Sir Pentious and Moxxie -- both like machinery, both nerrrds, both dress similarly, both tinkerers, both prefer weaponry to hands-on fighting, both underestimated a lot, both very polite Gentlemen, both dating total Baddies Cherri and Millie (oh wait, there's an episode in this that ties to Cherri and Millie going out, where while the latter have a whole Arc, SP and Moxxie are just chilling so hard the entire time). Vibesssss
Octavia is another one I can see in a lot of configurations. Octavia and Charlie kind of a good one, princesses hanging out, I think initially there'd be a bit of personality friction, but I think Via could benefit from a Charlie in her life + they both have daddy issues. Via would also get on really really well with Vaggie I think, so if we've got a Cherri+Millie+Loona constellation, then we've got a parallel Charlie+Vaggie+Via one, where Vaggie kinda balances out the two very intensely in different directions energies and the three of them have a much quieter night, ultimately, than the other three (why is this all ending up as one big headcanon where everyone meets up and it's a party and some people go out and others stay in and there's a bunch of character development?)

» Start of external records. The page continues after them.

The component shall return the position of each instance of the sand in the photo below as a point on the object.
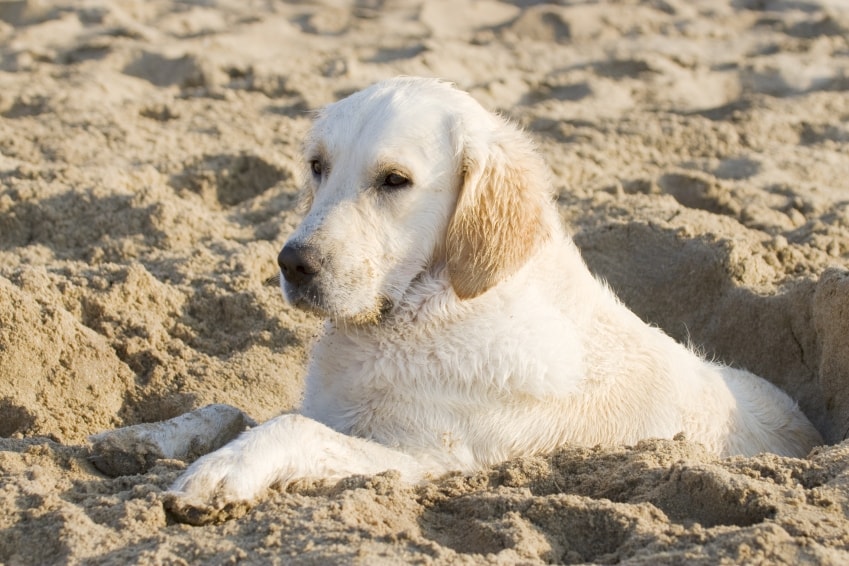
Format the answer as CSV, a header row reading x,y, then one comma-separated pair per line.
x,y
149,169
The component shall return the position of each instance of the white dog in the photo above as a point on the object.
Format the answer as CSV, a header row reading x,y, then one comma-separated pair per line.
x,y
463,327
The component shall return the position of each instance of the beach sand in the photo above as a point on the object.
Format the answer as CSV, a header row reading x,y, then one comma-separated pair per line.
x,y
149,160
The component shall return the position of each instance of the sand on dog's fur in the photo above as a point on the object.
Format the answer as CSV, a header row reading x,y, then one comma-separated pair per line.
x,y
148,158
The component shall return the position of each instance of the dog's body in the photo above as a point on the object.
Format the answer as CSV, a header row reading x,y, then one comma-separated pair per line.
x,y
463,326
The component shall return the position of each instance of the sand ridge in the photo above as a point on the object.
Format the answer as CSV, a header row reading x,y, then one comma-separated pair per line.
x,y
149,168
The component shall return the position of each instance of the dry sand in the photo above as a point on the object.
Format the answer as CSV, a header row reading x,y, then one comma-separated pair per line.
x,y
149,167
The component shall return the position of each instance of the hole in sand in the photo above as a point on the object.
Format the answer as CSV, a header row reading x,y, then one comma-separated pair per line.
x,y
227,180
14,418
710,497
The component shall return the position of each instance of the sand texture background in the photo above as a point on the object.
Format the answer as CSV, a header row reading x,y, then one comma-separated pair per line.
x,y
149,165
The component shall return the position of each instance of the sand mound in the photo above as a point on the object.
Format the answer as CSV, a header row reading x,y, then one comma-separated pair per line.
x,y
149,167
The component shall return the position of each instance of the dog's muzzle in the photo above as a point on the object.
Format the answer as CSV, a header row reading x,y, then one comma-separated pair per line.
x,y
299,264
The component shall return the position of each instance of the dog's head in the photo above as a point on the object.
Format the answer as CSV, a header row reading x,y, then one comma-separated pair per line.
x,y
405,176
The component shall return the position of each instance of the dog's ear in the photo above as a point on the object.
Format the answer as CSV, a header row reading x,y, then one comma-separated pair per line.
x,y
497,223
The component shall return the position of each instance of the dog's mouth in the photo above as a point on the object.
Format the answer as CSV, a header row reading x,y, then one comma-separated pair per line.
x,y
309,298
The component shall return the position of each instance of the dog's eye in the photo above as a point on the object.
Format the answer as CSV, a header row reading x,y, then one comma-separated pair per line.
x,y
395,181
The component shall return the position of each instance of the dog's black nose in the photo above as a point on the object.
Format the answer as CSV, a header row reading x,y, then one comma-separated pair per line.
x,y
298,263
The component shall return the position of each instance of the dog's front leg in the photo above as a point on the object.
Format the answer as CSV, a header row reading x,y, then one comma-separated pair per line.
x,y
225,483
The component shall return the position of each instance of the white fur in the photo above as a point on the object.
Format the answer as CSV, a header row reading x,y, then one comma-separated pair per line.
x,y
450,346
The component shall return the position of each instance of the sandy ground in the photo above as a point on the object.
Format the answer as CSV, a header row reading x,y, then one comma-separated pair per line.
x,y
149,168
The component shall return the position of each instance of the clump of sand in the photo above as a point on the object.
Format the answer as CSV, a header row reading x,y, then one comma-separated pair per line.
x,y
149,167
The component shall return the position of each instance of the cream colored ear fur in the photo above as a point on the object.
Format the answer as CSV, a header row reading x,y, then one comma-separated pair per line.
x,y
498,222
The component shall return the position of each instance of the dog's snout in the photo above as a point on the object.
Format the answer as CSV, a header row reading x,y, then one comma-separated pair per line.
x,y
298,263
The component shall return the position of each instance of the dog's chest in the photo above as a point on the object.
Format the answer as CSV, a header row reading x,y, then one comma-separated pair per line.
x,y
420,382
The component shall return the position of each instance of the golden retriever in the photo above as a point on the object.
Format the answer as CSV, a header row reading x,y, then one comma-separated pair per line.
x,y
462,326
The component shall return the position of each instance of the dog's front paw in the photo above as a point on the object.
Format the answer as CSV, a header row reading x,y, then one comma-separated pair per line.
x,y
217,487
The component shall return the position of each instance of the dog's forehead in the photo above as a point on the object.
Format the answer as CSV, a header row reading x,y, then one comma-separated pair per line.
x,y
408,114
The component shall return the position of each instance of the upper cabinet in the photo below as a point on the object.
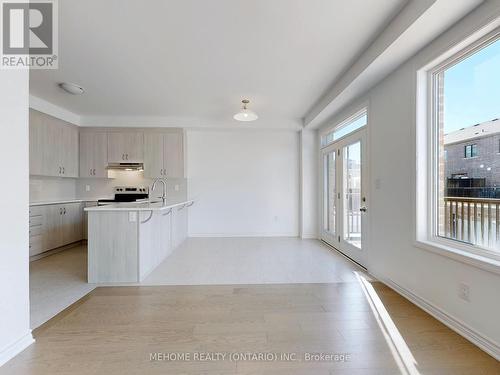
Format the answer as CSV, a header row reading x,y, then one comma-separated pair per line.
x,y
164,154
125,147
53,146
93,154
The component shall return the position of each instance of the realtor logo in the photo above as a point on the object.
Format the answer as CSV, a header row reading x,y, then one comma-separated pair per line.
x,y
29,34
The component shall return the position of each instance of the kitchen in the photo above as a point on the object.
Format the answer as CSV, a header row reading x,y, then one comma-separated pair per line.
x,y
79,175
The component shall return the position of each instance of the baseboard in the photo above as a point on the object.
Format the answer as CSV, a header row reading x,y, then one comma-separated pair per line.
x,y
56,250
485,343
15,348
236,235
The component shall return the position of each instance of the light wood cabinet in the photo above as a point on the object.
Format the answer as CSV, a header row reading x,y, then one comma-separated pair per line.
x,y
125,147
164,155
36,141
55,225
53,146
93,154
179,225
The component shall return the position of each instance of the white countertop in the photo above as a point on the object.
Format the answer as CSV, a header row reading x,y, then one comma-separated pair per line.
x,y
62,201
144,206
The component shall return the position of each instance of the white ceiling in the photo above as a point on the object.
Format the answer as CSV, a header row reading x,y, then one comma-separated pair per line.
x,y
193,61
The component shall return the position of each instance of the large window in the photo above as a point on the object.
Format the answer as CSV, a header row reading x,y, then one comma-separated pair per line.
x,y
464,175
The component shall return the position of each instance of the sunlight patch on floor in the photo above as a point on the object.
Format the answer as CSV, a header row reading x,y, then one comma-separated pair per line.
x,y
399,349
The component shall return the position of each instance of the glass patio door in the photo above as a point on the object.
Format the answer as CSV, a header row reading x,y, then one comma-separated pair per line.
x,y
344,200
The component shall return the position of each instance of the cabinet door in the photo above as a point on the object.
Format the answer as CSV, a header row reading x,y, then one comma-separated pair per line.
x,y
51,138
69,149
153,155
36,143
72,223
174,155
126,147
52,235
100,152
86,154
93,154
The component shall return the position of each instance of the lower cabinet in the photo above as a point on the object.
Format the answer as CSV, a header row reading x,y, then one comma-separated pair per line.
x,y
55,225
179,225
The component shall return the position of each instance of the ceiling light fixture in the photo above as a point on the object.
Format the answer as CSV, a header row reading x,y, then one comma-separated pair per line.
x,y
71,88
245,114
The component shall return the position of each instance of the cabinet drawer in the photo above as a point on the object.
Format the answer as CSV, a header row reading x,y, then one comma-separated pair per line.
x,y
36,211
36,220
36,230
36,239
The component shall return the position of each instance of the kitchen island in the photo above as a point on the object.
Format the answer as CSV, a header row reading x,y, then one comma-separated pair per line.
x,y
126,241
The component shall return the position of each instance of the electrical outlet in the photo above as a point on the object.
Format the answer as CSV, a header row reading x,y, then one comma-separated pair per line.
x,y
464,292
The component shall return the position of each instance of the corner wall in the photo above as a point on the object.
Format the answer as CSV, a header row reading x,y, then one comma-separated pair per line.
x,y
15,333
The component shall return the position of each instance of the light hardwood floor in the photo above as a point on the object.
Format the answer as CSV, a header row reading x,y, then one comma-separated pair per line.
x,y
113,330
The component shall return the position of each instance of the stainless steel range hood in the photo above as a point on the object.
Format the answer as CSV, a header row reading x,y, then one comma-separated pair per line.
x,y
126,166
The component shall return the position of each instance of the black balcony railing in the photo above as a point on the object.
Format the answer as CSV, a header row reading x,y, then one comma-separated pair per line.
x,y
473,220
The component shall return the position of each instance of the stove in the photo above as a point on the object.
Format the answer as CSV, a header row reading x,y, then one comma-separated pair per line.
x,y
126,194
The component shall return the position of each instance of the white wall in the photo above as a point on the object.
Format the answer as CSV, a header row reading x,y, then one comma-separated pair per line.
x,y
51,188
309,147
245,182
392,254
15,332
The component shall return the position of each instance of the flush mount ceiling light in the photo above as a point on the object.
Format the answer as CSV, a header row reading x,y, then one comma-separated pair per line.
x,y
71,88
245,114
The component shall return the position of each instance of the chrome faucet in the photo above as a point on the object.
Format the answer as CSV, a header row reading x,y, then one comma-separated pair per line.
x,y
164,195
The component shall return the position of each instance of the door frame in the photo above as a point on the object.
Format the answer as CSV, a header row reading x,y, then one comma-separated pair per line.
x,y
343,246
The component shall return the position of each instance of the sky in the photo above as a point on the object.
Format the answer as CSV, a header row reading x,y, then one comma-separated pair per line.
x,y
472,90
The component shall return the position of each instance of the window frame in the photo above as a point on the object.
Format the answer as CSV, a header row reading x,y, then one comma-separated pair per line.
x,y
346,122
427,155
473,151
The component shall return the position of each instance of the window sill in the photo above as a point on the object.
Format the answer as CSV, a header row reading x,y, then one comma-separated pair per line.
x,y
485,263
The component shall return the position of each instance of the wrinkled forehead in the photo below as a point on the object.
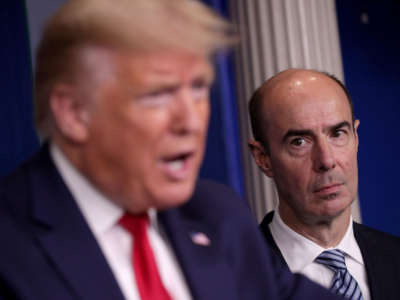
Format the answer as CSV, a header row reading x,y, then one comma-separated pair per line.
x,y
305,99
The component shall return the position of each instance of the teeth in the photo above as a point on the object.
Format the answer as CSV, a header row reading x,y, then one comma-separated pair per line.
x,y
175,165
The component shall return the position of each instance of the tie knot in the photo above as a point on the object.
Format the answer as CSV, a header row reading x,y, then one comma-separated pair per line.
x,y
333,259
135,224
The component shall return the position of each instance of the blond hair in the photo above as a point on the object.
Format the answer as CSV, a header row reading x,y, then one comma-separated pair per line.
x,y
134,25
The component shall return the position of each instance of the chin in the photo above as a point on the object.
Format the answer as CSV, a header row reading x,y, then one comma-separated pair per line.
x,y
173,196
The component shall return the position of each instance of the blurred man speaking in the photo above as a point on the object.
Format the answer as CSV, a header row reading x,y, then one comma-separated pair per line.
x,y
103,211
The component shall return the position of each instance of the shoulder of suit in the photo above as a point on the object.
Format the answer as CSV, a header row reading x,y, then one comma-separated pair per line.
x,y
376,237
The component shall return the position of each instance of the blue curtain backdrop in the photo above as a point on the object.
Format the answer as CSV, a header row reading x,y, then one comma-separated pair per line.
x,y
369,34
223,158
18,138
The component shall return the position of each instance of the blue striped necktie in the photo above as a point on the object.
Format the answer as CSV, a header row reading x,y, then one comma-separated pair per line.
x,y
342,283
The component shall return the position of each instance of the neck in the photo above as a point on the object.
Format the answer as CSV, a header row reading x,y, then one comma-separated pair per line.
x,y
326,232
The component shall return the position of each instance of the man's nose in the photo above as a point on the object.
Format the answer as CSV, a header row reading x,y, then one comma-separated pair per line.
x,y
324,156
189,113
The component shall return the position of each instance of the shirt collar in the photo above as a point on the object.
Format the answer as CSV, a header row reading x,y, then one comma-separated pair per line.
x,y
299,251
100,212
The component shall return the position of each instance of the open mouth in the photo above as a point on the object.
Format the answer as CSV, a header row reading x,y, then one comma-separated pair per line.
x,y
178,166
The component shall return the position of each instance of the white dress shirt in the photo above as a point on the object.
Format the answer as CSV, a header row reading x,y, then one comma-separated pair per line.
x,y
300,252
102,216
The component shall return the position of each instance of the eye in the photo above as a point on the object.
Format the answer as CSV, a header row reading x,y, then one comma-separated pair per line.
x,y
340,137
157,98
298,142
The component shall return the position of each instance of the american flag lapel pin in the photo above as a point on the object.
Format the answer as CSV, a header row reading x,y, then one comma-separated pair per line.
x,y
200,238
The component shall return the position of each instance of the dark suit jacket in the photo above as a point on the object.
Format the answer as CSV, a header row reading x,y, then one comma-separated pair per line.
x,y
380,253
49,253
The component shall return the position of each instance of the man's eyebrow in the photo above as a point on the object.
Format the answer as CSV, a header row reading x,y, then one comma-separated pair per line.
x,y
295,132
340,125
303,132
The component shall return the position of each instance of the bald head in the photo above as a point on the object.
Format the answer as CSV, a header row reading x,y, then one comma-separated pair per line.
x,y
283,90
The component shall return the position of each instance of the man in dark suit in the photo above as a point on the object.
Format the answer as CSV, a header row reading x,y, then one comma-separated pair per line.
x,y
102,211
306,140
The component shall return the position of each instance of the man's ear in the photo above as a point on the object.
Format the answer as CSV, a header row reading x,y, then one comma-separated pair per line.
x,y
356,124
261,157
70,115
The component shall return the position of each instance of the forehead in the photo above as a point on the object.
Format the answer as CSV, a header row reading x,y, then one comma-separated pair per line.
x,y
306,101
144,68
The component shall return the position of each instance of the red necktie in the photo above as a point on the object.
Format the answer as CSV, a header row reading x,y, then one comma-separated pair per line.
x,y
144,265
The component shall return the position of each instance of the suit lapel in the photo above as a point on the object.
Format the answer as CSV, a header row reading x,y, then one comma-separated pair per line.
x,y
206,273
374,265
264,227
65,238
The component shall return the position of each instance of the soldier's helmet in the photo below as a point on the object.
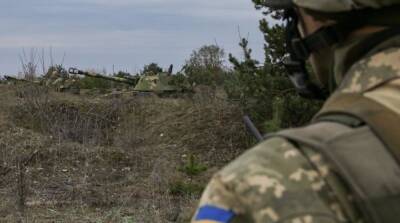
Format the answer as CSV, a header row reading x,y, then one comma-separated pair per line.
x,y
331,6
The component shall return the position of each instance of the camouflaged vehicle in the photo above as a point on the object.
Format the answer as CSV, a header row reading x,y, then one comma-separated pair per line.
x,y
125,80
161,84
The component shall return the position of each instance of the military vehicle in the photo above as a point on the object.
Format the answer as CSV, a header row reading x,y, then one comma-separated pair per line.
x,y
131,81
15,80
161,84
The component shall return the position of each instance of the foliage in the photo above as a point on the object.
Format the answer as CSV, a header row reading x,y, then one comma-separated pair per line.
x,y
205,66
56,70
264,91
152,68
94,83
184,188
193,167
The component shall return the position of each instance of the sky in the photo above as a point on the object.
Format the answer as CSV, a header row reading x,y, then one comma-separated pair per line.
x,y
123,34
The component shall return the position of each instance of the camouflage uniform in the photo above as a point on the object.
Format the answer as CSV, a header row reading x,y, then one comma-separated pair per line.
x,y
279,181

Fizzie btw could go either way in this scenario. he has a foot in both worlds, but I read him as more of a homebody than a partygoer. he's just a very flamboyant homebody, so I think he'd prefer to do his nails with Charlie and Vaggie and Via than to go dancing/burning shit up with Cherri and Angel and Millie and Verosika and Loona. Stolas, I just realised, also hanging out and doing nails and the like, I think also good bonding time for him and Via + he and Charlie would bond over bursting into song and yearning
dyou think Alastor would be incredibly charming with Verosika also and she'd be a lil flustered by it? I want that too. like he kisses her knuckles and says he admires her work and it's a lil, oh boy oh boy (and then she asks Angel and Cherri what Al's deal is, like is he gay or what because she's been flirting with him all evening and nothing, and they're like *shrug* whatever his deal is, it ain't sex that's for sure and she sighs and says all the good guys are too busy committing atrocities, and Angel and Cherri squint, because her taste in men... clearly missing some Red Flags for her to respond to)
Octavia would be fascinated by Niffty also -- Niffty generally has the energy of that gina linetti meme in b99 where all the psychologists are hunkered around her desperate to study her:
whomst am I missing. Kinda skipping the sins+Lucifer, also the villains (minus Striker), and most of the tertiary characters. I think that's it then? *wipes brow*
feel free to add more thoughts/dynamics!